Es geht um Volker Winterberg, der zwanzigjährig, im Jahre 1987 im Ruhrgebiet seinen Zivildienst in einem Altersheim macht, aber eigentlich schreiben will, der größte Dichter der Welt wahrscheinlich und dabei sehr sehr viel von der deutschen Literatur weiß. Es ist ein Lobgesang der „Gruppe 47“ kann man sagen und es ist wahrscheinlich auch sehr viel Autobiografie des Autors dabei, über das er sich sehr lustig macht, nur mit den verschiedenen Ebenen, die das Buch beleuchtet, bin ich ein wenig durcheinander gekommen und hätte mir da vielleicht mehr Straffung gewünscht.

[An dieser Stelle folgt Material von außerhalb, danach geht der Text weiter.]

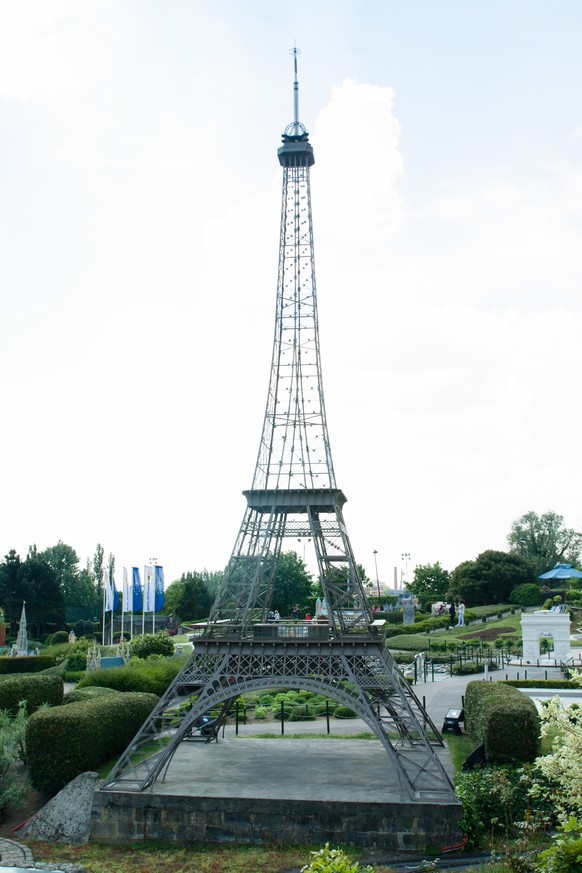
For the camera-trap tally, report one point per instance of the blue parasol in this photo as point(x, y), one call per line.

Denn der Volker Winterberg erzählt sehr schnoddring aus seinem Leben. Erwähnt auch durchaus, daß er die Literatur aufsaugt und noch keinen eigenen Stil hat.

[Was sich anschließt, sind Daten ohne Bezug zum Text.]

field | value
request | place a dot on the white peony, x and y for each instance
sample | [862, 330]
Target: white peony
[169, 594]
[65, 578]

Liest er die Bachmann, dann schreibt er, wie sie und am nächsten Tag, wie Heiner Müller etcera. Er  hat sehr viel gelesen, hat seine Idole, aber, was mich auch ein wenig irriterte oder wunderte, mag er Erich Fried nicht, das habe ich nicht so ganz verstanden, denn ich mag ihn gern und halte ihn auch für ein Idol, aber Volker, der am Morgen die Alten in dem Heim betreut und mit der Schwester Erika vögelt, die ihm erklärt, ob er weiß, daß  die Generation, die er da pflegt, die ist, die Auschwitz ermöglicht hat, geht einerseits wieder sehr kritisch und leicht ironisch mit den Pflegenotständen in dem Heim um. Er macht auch Gedächtnistraining mit den Alten und kümmert sich um sie, andererseits macht er sich auch über die Zustände lustig.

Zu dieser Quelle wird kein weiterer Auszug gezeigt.